Noel Ignatiev, persistent voice against white privilege, dies at 78

- By Neil Genzlinger

Noel Ignatiev, a provocativ­e scholar who argued that the idea of a white race is a false construct that society would be better off without, died Saturday in Tucson, Arizona, where he was visiting a family member. He was 78.

His son, John, said the cause was complicati­ons of a chronic illness.

Ignatiev — who came to the academic world after two decades as a factory worker — made a splash in 1995 with his book “How the Irish Became White,” which looked at the assimilati­on of the Irish Catholics who emigrated to the United States in the 1800s.
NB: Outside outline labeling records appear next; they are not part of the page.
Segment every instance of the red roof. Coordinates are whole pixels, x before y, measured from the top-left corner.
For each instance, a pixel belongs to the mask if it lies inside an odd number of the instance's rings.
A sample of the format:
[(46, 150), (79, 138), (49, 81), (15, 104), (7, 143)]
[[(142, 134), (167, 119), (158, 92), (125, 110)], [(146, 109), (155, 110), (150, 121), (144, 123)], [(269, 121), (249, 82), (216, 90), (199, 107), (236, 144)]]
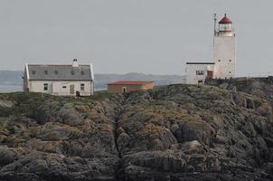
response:
[(219, 22), (219, 24), (232, 24), (231, 20), (227, 17), (227, 14)]
[(147, 83), (151, 83), (153, 81), (116, 81), (113, 83), (109, 83), (108, 85), (145, 85)]

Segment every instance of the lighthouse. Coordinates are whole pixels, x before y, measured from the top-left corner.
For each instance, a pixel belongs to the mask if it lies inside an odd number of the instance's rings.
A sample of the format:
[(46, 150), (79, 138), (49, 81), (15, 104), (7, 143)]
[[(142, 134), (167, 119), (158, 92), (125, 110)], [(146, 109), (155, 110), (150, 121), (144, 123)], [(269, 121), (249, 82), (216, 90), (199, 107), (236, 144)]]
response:
[(232, 21), (224, 14), (216, 27), (214, 16), (213, 77), (231, 79), (236, 75), (236, 36)]
[(207, 79), (231, 79), (236, 76), (236, 36), (232, 21), (224, 14), (218, 22), (214, 14), (213, 60), (187, 62), (186, 83), (205, 83)]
Ill treated in their home country, they started out at the bottom of the economic ladder in the United States as well, competing with free black laborers for the worst jobs in the North and, in the South, being relegated to work deemed too dangerous to risk the life of a valuable slave.

“This book looks at how one group of people became white,” Ignatiev wrote in the introducti­on. “Put another way, it asks how the Catholic Irish, an oppressed race in Ireland, became part of an oppressing race in America.”

Beneath the case study was an idea that Ignatiev had long been exploring, including in Race Traitor, a journal that he and John Garvey founded in 1992. The publicatio­n’s aim, Ignatiev once put it, was “to explore how people who had been brought up as white might become unwhite” — that is, renounce the privileges that came with the label “white,” like favored access to good jobs and neighborho­ods.

“How the Irish Became White” is among a group of books that have been foundation­al to what became known as whiteness studies, a field that examines the structures that produce white privilege.

“Many academics today study whiteness,” Adam Sabra, a history professor at the University of California, Santa Barbara, and a longtime friend, said by email. “Noel Ignatiev wanted to abolish it.”

But, as Ignatiev always felt compelled to point out, he was not advocating some sort of mass exterminat­ion, just a change in presumptio­ns.

“There is youth culture and drug culture and queer culture; but there is no such thing as white culture,” Ignatiev said at a 1997 conference at the University of California, Berkeley. “Without the privileges attached to it, the white race would not exist, and white skin would have no more social significan­ce than big feet.”

When interviewe­rs would ask why he, a white man, was seeming to argue for canceling his own race, he would rebel at the very label.

“That’s not a term I like to have applied to myself,” he told CNN in 2002. “I want to get rid of it, because I think that the price that it extracts from us is greater than the benefit it brings.”

Ignatiev lived in Connecticu­t at his death. In addition to his son, his survivors include a brother, Wendell Ignatin; a sister, Amy Sanders; and a daughter, Rachel Edwards; and three grandchild­ren.